Это же настроение господствует в последней части книги, самой мрачной из всех. В главе о замужних женщинах речь шла все-таки о страсти, пусть даже самой низкой, которая и диктовала жизни свои разнообразные сюжеты. Героине третьей части Нанне не дано и такой страсти; ее отношения с природой строятся по расчету, и потому все ее истории на одно лицо. Нанна обманывает, унижает, предает, грабит, доводит до долговой ямы и даже до виселицы. А потом снова — обманывает, унижает, предает и т. д. Нанне самой скучно рассказывать свои истории, чем дальше, тем скучнее; она сбивается, зевает, жалуется на скуку, тоску.
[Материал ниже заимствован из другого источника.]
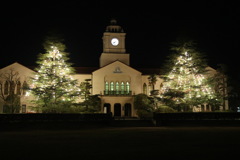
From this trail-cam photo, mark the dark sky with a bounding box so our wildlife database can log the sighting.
[0,0,240,79]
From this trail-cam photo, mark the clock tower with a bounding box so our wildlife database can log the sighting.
[100,19,129,67]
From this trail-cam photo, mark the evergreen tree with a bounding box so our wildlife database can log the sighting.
[160,41,216,110]
[30,38,80,113]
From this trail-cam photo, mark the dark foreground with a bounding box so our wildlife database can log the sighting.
[0,126,240,160]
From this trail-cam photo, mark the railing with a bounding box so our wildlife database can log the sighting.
[104,91,132,96]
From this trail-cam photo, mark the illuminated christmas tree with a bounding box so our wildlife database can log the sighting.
[160,42,216,110]
[30,37,80,112]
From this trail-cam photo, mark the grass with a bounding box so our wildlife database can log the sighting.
[0,126,240,160]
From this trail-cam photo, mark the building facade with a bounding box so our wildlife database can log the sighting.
[0,20,227,117]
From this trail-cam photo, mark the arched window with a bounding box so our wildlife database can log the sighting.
[116,82,119,94]
[110,82,114,94]
[17,81,21,95]
[4,81,9,95]
[121,82,124,94]
[22,81,28,96]
[126,82,130,94]
[143,83,147,94]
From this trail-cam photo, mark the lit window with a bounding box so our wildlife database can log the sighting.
[126,82,130,94]
[4,81,9,95]
[116,82,119,94]
[143,83,147,94]
[105,82,109,94]
[121,82,124,94]
[17,81,21,95]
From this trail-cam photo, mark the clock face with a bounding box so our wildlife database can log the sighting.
[111,38,119,46]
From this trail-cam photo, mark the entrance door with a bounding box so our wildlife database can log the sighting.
[114,103,121,117]
[103,103,111,113]
[124,103,132,117]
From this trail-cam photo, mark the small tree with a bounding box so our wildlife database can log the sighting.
[161,41,219,110]
[134,94,154,118]
[30,37,80,112]
[0,69,22,113]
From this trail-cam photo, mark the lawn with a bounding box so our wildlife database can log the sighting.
[0,126,240,160]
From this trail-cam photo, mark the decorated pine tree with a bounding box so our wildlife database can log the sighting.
[30,39,80,112]
[160,41,219,110]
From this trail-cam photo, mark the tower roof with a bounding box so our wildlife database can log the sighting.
[106,19,124,33]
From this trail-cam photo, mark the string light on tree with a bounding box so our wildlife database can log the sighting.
[31,38,80,112]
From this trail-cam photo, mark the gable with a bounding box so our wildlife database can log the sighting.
[0,62,34,80]
[93,61,142,74]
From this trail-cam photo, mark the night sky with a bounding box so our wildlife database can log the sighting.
[0,0,240,79]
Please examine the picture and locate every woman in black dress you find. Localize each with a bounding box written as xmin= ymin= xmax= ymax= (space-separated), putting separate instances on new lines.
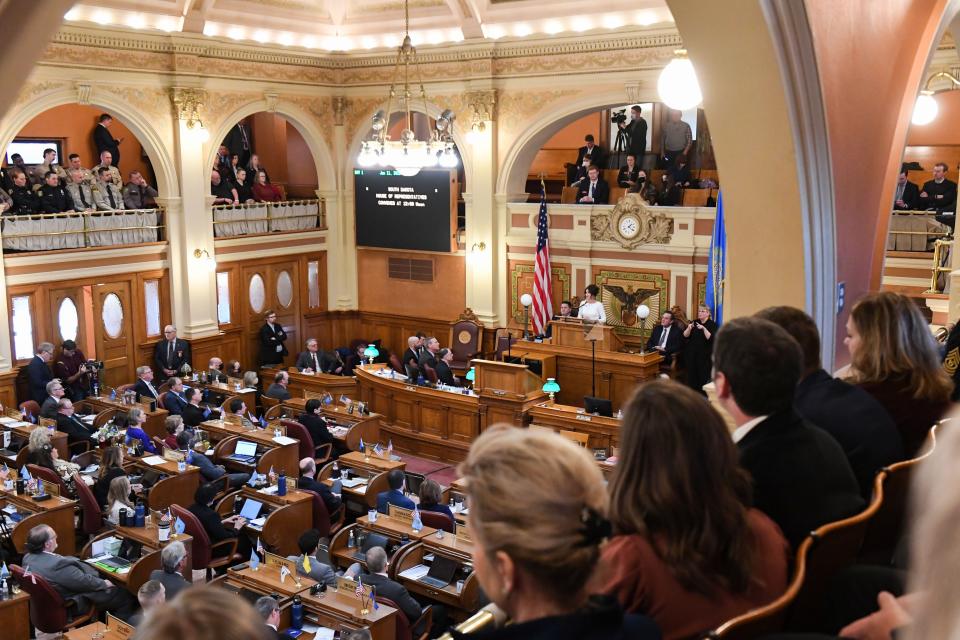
xmin=683 ymin=305 xmax=717 ymax=395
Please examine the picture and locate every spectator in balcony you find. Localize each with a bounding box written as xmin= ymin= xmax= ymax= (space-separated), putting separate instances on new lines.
xmin=94 ymin=166 xmax=123 ymax=211
xmin=40 ymin=171 xmax=73 ymax=213
xmin=123 ymin=171 xmax=158 ymax=209
xmin=253 ymin=170 xmax=283 ymax=202
xmin=93 ymin=113 xmax=123 ymax=169
xmin=66 ymin=168 xmax=97 ymax=211
xmin=90 ymin=151 xmax=123 ymax=189
xmin=210 ymin=171 xmax=240 ymax=205
xmin=10 ymin=168 xmax=41 ymax=215
xmin=247 ymin=154 xmax=270 ymax=187
xmin=233 ymin=168 xmax=257 ymax=203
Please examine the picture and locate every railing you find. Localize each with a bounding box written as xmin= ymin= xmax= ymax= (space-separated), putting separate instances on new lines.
xmin=2 ymin=208 xmax=164 ymax=251
xmin=887 ymin=211 xmax=950 ymax=251
xmin=213 ymin=200 xmax=326 ymax=238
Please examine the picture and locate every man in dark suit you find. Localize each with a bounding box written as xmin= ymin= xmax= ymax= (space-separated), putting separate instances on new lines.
xmin=297 ymin=458 xmax=342 ymax=514
xmin=153 ymin=324 xmax=193 ymax=382
xmin=22 ymin=524 xmax=136 ymax=621
xmin=757 ymin=307 xmax=907 ymax=499
xmin=577 ymin=165 xmax=610 ymax=204
xmin=647 ymin=311 xmax=683 ymax=365
xmin=27 ymin=342 xmax=53 ymax=404
xmin=93 ymin=113 xmax=123 ymax=167
xmin=133 ymin=365 xmax=160 ymax=402
xmin=713 ymin=318 xmax=866 ymax=548
xmin=893 ymin=164 xmax=920 ymax=211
Уныние, говорит она, одно из самых ужасных чувств, разъедающих душу девки. Стяжание, сделавшееся единственным содержанием жизни, замещает у нее любовную страсть и, как это бывает именно со страстью, обретает причудливые маниакальные формы. Аретино пишет эту страсть прямо-таки гоголевским пером. Вот как владелица дворца и земельных угодий хвастается перед нищей приятельницей своим умением «поживиться»: «Все-таки они <клиенты. — С. Б.> хоть что-нибудь у меня да забывали. Перчатки, пояс, ночной колпак… девка ничем не брезгует, девке все пригодится… зубочистка, тесемочка, орешек, горчичное зернышко, хвостик от груши…»

За этот естественный как дыхание и в то же время неподдельно художественный «хвостик от груши» Аретино можно «простить» все его стилистические слабости.

И не только за это.

За художественную реабилитацию «прозы» жизни.

За лексическую живость: он писал словами, какими и сейчас разговаривают в Италии.

За энергию фразы. Чего стоят одни только его словесные аккумуляции типа «Мой-Верую-В-Бога» («И тут явился „Мой-Верую-В-Бога“»). Прием, заимствованный из маньеристской литературы, раскрылся у Аретино во всей мощи своих конструктивных возможностей.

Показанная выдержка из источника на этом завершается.